Tips and Tricks for Making Perfect Aebleskivers
Learning to turn Aebleskivers can be tricky. Making the pancakes perfectly spherical without problems does involve a learning curve. But once you get the hang of it, all usually goes well. Here are some tricks to help you be successful your first time. But please remember: if this is your first time making aebleskivers, don’t expect a perfect first batch. The good news is that unless it’s burned it usually is edible.
Tip #1- Make sure your pan is pre-heated. I start pre-heating my pan when I begin making the aebleskiver batter. A hot pan is needed. If your pan is not hot the aebleskivers will not cook and turn properly.
Tip #2- Grease your pan well. A well greased pan is the key to not have your aebleskiver batter stick the side. Because you turn your aebleskivers several times during the cooking process, you need the grease. You need to use butter or ghee. If you can not use either, use oil but copiously brush the oil on rather than spray.

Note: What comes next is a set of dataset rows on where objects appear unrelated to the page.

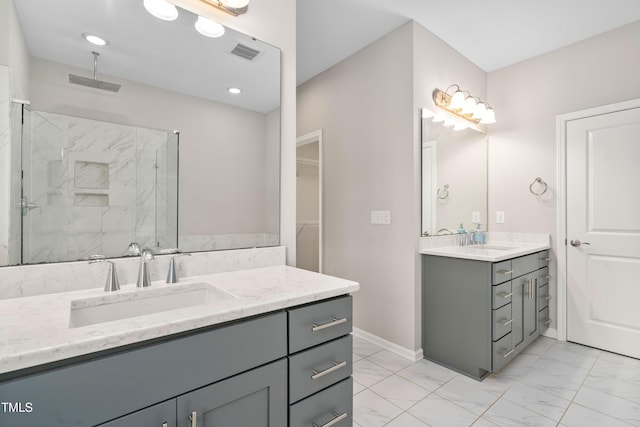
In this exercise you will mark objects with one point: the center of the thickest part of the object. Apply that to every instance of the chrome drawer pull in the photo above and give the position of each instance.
(335, 367)
(507, 354)
(334, 322)
(334, 421)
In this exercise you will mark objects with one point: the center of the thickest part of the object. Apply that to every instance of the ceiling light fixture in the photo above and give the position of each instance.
(208, 27)
(232, 7)
(464, 105)
(161, 9)
(93, 39)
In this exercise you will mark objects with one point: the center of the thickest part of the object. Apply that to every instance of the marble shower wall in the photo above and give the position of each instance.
(100, 194)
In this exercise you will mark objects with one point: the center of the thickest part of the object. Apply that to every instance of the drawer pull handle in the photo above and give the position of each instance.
(334, 322)
(334, 421)
(335, 367)
(507, 354)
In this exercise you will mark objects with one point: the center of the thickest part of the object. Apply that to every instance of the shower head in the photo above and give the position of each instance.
(94, 82)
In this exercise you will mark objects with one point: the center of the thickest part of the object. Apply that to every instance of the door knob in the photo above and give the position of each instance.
(576, 243)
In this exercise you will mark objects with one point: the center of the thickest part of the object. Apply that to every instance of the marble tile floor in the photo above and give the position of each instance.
(551, 383)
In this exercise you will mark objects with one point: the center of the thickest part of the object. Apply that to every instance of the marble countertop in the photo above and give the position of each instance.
(492, 251)
(36, 330)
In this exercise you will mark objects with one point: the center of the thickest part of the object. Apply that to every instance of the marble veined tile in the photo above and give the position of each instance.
(505, 413)
(389, 360)
(400, 392)
(607, 404)
(466, 395)
(406, 420)
(438, 412)
(368, 373)
(537, 400)
(371, 410)
(427, 374)
(579, 416)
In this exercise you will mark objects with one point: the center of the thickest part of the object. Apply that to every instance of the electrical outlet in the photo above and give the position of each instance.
(381, 217)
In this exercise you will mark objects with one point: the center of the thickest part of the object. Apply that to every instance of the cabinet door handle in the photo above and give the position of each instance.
(335, 367)
(334, 322)
(334, 421)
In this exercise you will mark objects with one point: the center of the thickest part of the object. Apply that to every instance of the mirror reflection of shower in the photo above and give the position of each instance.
(86, 187)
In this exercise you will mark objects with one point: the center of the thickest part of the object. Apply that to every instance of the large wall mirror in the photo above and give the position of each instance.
(152, 146)
(454, 179)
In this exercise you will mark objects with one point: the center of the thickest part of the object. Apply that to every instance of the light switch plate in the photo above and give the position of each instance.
(380, 217)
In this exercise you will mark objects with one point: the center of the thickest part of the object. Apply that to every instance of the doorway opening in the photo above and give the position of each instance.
(309, 201)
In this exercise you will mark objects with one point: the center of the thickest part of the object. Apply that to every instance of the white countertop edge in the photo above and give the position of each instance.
(480, 254)
(95, 339)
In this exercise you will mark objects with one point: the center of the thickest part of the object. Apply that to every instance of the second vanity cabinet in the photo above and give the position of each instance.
(478, 315)
(290, 367)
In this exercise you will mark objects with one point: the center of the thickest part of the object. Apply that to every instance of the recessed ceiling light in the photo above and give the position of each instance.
(93, 39)
(208, 27)
(161, 9)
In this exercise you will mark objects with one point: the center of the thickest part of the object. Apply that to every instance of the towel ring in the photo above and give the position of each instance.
(542, 183)
(443, 193)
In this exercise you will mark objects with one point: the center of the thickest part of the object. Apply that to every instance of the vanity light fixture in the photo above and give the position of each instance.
(93, 39)
(464, 105)
(232, 7)
(208, 27)
(161, 9)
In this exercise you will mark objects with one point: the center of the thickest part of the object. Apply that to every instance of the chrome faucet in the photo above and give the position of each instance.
(146, 255)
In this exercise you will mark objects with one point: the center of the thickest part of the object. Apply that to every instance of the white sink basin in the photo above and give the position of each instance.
(118, 306)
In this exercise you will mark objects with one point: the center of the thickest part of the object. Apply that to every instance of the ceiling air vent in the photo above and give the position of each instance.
(245, 52)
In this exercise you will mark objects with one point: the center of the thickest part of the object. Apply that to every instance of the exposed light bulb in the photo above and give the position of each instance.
(208, 27)
(161, 9)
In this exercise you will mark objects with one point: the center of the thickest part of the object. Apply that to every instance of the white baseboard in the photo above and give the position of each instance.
(411, 355)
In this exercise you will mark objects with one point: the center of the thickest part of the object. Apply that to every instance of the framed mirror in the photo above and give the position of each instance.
(219, 190)
(454, 179)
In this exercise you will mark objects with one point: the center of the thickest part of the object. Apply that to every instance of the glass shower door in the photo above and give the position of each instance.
(43, 227)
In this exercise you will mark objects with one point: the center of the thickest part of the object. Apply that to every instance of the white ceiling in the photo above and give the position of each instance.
(490, 33)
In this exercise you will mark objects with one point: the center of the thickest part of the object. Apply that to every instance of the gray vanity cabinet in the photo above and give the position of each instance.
(478, 315)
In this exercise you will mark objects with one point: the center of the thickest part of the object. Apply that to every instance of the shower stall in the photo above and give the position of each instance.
(85, 187)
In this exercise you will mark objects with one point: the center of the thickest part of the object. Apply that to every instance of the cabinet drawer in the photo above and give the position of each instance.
(544, 319)
(502, 352)
(333, 405)
(525, 264)
(502, 321)
(544, 276)
(544, 297)
(317, 323)
(319, 367)
(502, 272)
(502, 294)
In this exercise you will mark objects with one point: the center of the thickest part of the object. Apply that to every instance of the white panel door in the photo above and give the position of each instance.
(603, 231)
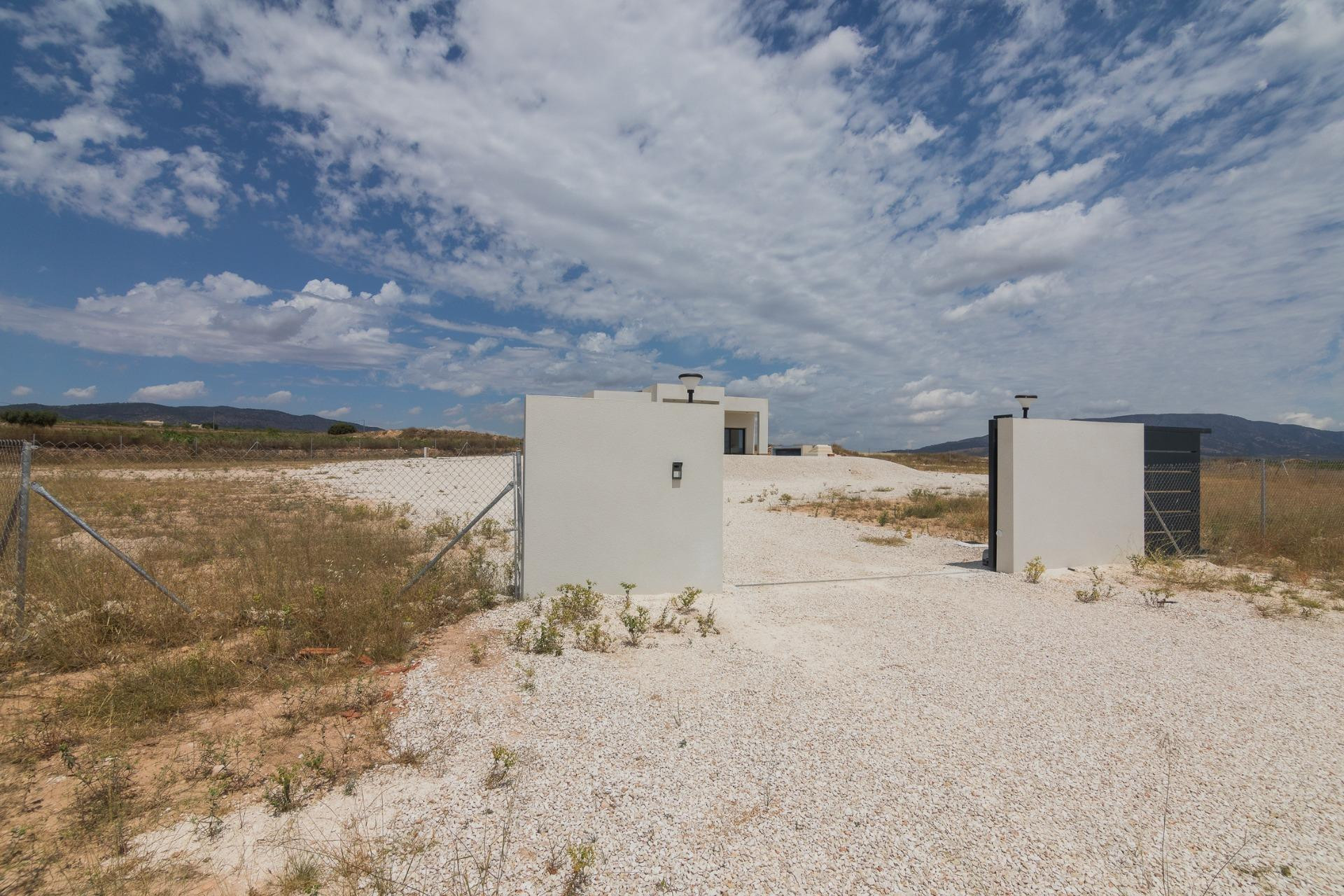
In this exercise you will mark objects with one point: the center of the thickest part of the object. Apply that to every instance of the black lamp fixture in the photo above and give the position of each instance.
(690, 382)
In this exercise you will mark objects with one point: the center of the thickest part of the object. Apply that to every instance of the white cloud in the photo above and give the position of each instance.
(1012, 295)
(1049, 187)
(279, 397)
(219, 318)
(617, 176)
(942, 399)
(169, 391)
(794, 382)
(1303, 418)
(1019, 245)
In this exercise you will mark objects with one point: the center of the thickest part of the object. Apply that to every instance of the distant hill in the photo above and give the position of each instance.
(1231, 437)
(244, 418)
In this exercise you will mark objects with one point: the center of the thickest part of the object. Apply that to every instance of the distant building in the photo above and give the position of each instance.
(746, 421)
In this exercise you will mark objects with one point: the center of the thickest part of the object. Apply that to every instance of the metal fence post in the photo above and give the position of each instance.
(518, 526)
(22, 547)
(1264, 501)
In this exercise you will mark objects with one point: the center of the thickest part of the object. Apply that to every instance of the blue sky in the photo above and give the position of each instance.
(885, 216)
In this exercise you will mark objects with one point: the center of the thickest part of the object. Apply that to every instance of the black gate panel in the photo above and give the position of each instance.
(1171, 489)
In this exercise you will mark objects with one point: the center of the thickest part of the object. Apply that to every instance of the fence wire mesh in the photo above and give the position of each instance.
(1249, 512)
(143, 496)
(11, 456)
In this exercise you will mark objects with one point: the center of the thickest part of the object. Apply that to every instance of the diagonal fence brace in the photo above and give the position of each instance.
(457, 538)
(1160, 520)
(108, 545)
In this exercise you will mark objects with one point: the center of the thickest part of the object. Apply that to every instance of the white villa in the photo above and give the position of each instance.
(746, 421)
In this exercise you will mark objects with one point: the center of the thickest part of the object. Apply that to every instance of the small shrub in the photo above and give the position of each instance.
(575, 603)
(1094, 593)
(594, 638)
(582, 859)
(889, 540)
(1246, 583)
(636, 621)
(286, 789)
(1034, 570)
(668, 621)
(686, 601)
(526, 678)
(1156, 598)
(547, 638)
(503, 762)
(30, 418)
(522, 634)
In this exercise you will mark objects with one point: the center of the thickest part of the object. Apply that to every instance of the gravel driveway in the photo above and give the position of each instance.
(949, 731)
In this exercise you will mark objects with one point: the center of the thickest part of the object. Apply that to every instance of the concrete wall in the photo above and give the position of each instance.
(743, 421)
(1069, 492)
(738, 407)
(601, 503)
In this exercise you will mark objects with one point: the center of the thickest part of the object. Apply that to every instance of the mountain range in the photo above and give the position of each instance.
(244, 418)
(1230, 437)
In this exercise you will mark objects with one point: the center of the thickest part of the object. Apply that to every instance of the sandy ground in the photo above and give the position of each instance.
(948, 731)
(432, 488)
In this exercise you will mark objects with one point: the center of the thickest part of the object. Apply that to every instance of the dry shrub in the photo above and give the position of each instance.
(960, 516)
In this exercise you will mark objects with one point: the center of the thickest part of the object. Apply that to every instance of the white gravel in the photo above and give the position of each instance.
(430, 488)
(946, 732)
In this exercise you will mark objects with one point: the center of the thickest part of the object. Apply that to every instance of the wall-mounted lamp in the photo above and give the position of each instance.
(690, 382)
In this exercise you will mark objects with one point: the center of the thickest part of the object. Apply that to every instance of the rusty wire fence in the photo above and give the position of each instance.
(13, 532)
(1266, 511)
(100, 492)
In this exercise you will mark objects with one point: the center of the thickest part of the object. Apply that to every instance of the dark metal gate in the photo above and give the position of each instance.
(1171, 489)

Tip #3- Always fill your pan in the same order and turn them in the same order as you fill. I start with the aebleskiver well in the 12:00 position and fill clockwise ending with the center hole. The center hole always cooks fastest on my gas stove. I turn in the same order. The key to turning them easily is timing. If you turn the last one you poured first, then the other ones will be over ready for turning.
Tip #4- Fill the well of your pan nearly to the top to get perfect spheres but do not overfill. If you fill your wells less then full, your aebleskivers can come out football shaped. They taste just as good, they just look like footballs. A proper aebleskiver is spherical.